Question

Potential energy of a particle is given as \( u = \dfrac{A\sqrt{x}}{B+x} \). Find the dimensions of \(A\) and \(B\).

• A. \( M^{3}L^{3/2}T^{-2},\, L \)
• B. \( ML^{5/2}T^{-1},\, L^{2} \)
• C. \( ML^{5/2}T^{-2},\, L \)
• D. \( M^{7/2}T^{-3},\, L \)

Answer 1

The Correct Option is C

Concept: Dimensional analysis is used to determine the relationship between physical quantities.
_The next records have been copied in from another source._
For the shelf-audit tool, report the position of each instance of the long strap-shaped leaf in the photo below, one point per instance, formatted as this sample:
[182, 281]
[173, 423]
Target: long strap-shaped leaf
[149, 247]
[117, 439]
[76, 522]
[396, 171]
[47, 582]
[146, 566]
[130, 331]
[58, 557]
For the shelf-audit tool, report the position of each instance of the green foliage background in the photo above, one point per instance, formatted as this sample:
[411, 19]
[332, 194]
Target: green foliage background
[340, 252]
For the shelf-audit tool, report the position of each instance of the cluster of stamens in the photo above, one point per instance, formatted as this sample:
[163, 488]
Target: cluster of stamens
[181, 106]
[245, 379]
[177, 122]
Key ideas used here:

• Dimension of potential energy: \( [U] = ML^2T^{-2} \)
• Quantities added together must have the same dimensions
• If \(x\) represents displacement, then \( [x] = L \)

Step 1: Determine the dimension of \(B\).} Given expression: \[ u=\frac{A\sqrt{x}}{B+x} \] Since \(B\) is added to \(x\), \[ [B] = [x] \] Because \(x\) is displacement, \[ [B] = L \]
Step 2: Use dimensional consistency of the equation.} Dimension of potential energy: \[ [U] = ML^2T^{-2} \] Now taking dimensions of the given equation: \[ [U] = \left[\frac{A\sqrt{x}}{B+x}\right] \] Since \(B+x\) has dimension \(L\), \[ [U] = \frac{[A][x]^{1/2}}{L} \] Substitute \( [x]=L \): \[ ML^2T^{-2} = \frac{[A]L^{1/2}}{L} \] \[ ML^2T^{-2} = [A]L^{-1/2} \]
Step 3: Solve for the dimension of \(A\).} \[ [A] = ML^2T^{-2}\times L^{1/2} \] \[ [A] = ML^{5/2}T^{-2} \] Final Result \[ [A] = ML^{5/2}T^{-2}, \qquad [B] = L \]